Серое, знойное небо, серая даль, серые, бесконечные чащи джиды, колючего терновника, серые сыпучие пески, серая лента дороги, на которой давно уже не видно ни одного живого существа, и покойным, мягким, двухвершковым слоем лежит солонцеватая пыль, бережно храня полукруглые следы верховой лошади, расползшийся след верблюдов, прошедших здесь чуть не трое суток тому назад. Серые, однообразные линии крепостного вала, скучный казенный фасад одноэтажной казармы, покривившийся полосатый флагшток и безжизненно висящая на нем запылившаяся тряпка.

А неподалеку, сквозь редеющую чащу, — мутная, ленивая река, словно дремлющая в своих печальных берегах, словно втихомолку прокрадывающаяся мимо Забытого форта, боясь как-нибудь потревожить бесконечный сон его обитателей.

Жар, зной, духота. Не шелохнется воздух, не провеет в нем ни одна живая струйка и не разнесет по беспредельной степи ни этого смрада помойных ям, поднимающегося из-за угла полуразрушенной башни — остатка прежних кокандских укреплений, ни кислого, капустного запаха солдатских кухонь, приютившихся рядом с башней, ни даже спиртуозного запаха от маркитантских бочек, выставленных на солнце для просушки.

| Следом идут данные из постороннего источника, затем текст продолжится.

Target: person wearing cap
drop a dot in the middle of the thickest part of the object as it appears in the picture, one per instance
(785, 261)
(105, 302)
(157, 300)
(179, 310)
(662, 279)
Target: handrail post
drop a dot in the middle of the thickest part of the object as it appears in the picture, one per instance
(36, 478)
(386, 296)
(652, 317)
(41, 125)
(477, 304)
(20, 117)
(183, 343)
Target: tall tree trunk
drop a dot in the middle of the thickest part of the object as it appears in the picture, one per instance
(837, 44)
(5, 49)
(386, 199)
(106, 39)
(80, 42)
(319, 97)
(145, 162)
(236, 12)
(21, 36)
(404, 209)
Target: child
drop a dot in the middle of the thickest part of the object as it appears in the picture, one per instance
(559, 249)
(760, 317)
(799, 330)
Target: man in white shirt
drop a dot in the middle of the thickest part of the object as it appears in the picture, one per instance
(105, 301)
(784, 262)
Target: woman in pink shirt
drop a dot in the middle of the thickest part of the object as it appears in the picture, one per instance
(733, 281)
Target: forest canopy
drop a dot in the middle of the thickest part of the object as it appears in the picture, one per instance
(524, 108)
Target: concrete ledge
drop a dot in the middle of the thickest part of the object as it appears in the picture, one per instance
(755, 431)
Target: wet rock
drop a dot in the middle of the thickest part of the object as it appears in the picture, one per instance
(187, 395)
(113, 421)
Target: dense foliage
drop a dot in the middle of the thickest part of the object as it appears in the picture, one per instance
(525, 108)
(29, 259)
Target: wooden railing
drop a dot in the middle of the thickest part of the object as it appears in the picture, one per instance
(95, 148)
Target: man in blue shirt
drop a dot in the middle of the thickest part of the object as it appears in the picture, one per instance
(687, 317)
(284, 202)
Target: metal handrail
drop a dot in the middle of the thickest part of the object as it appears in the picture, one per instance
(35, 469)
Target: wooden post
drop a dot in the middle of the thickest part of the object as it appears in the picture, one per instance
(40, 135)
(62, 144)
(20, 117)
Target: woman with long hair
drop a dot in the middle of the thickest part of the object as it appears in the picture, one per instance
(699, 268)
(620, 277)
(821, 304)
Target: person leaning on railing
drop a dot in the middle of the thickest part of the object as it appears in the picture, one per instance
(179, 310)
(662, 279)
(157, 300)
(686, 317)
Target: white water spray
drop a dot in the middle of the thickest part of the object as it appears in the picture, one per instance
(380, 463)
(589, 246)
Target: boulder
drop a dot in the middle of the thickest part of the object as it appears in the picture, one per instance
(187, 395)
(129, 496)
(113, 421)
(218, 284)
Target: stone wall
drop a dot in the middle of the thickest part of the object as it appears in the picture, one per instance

Все живое дремлет и спит, забившись от этой мертвящей жары всюду, где только есть хоть какой-нибудь намек на тень и прохладу. Ни одной собаки не видно на улице; даже около навеса мясника, где их собираются всегда целые стаи, и здесь дремлет только одна паршивая, рыжая собачонка и зализывает во сне свою искалеченную лапу.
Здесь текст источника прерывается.